Department of Internal Medicine, Greenwich Hospital, Connecticut.

出版信息

Am J Gastroenterol. 1991 Feb;86(2):217-8.

PMID:1992636
Abstract

Omeprazole is the first drug designed to block the final step in the acid secretory process within the parietal cell. It has been shown to be extremely effective in the treatment of peptic ulcer disease, reflux esophagitis, and the Zollinger-Ellison syndrome. Although clinical experience with omeprazole is still limited, many controlled studies have established the short-term safety of this drug.

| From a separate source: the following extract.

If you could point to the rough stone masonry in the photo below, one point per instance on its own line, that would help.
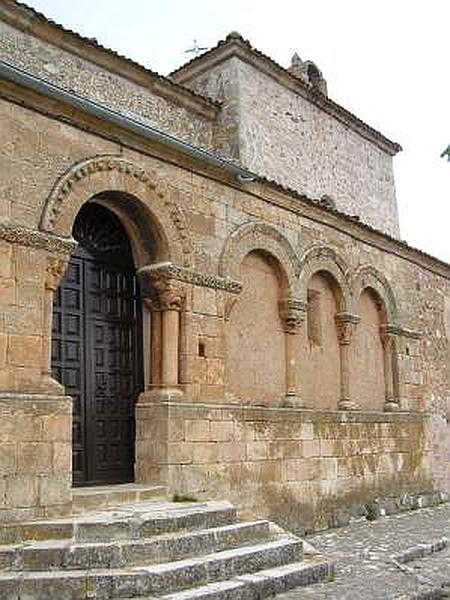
(239, 320)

We report the first case of a serious short-term adverse reaction with the use of omeprazole: hemolytic anemia. The patient developed weakness, lethargy, and shortness of breath 2 days after starting therapy with omeprazole. Two weeks after the initiation of therapy, her hematocrit had decreased from 44.1% to 20.4%, and she had a positive direct Coombs antiglobulin test and an elevated indirect bilirubin. After she discontinued the omeprazole, her hemoglobin and hematocrit gradually returned to normal. The mechanism by which omeprazole caused the patient's hemolytic anemia is uncertain, but physicians should be alerted to this possible adverse effect.

摘要

奥美拉唑是第一种被设计用于阻断壁细胞酸分泌过程最后一步的药物。它已被证明在治疗消化性溃疡病、反流性食管炎和卓-艾综合征方面极为有效。尽管奥美拉唑的临床经验仍然有限,但许多对照研究已证实了该药的短期安全性。我们报告了首例使用奥美拉唑出现严重短期不良反应的病例:溶血性贫血。该患者在开始使用奥美拉唑治疗2天后出现乏力、嗜睡和呼吸急促。治疗开始两周后,她的血细胞比容从44.1%降至20.4%,直接抗人球蛋白试验呈阳性,间接胆红素升高。停用奥美拉唑后,她的血红蛋白和血细胞比容逐渐恢复正常。奥美拉唑导致患者溶血性贫血的机制尚不确定,但医生应警惕这种可能的不良反应。